FBXL2 and CaM differentially regulate the cell cycle in transformed B lymphoblastoid cells. (A) HCC1739 BL cells were transfected with either control RNA or cyclin D2 siRNA. Forty-eight hours later, cells were labeled with BrdU and analyzed through FACS or stained with annexin V and analyzed using a cell counter (n = 3 experiments, #P < 0.01 versus control (CON) RNA. (B) Cells were preinfected with a replication-deficient Adv-CaM or an empty virus and then transfected with FBXL2 plasmid. Forty-eight hours later, cells were either labeled with BrdU and analyzed through FACS or stained with annexin V and analyzed using a cell counter (n = 3 experiments, *P < .01 versus empty). (C) Cells were cotransfected with FBXL2 with or without 2 cyclin D2^Q98A and cyclin D2^K270R mutants. Forty-eight hours later, cells were either labeled with BrdU and analyzed through FACS or stained with annexin V and analyzed as previously described (n = 3 experiments, *P < .01 versus empty).

Figure 7

FBXL2 and cyclin D2 are differentially expressed in AML and ALL subjects. (A-C) PBMCs from 5 controls, AML, and ALL subjects were cultured in RMPI medium for 18 hours. Cells were then collected, lysed, and assayed for FBXL2 and cyclin D2 by immunoblotting (A).
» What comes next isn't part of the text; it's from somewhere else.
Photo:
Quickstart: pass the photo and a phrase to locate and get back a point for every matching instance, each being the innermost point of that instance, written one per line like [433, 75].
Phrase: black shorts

FBXL2 and cyclin D2 protein levels were quantified by densiometry using ImageJ Version 1.45 software, and the distribution of cyclin D2 (B) and FBLX2 protein (C) in each individual subject was graphed (n = 5, P < .005 vs control). (D) Leukemic cells were transfected with FBXL2 using a HVJ-E transfection kit for 24 hours. Cells were stained with annexin V and processed by flow cytometry. Apoptotic cells were quantified and graphed. (n = 5, P < .01 vs control). (E) FBXL2 and cyclin D2 protein levels were also analyzed from representative of AML and ALL transfected PBMCs.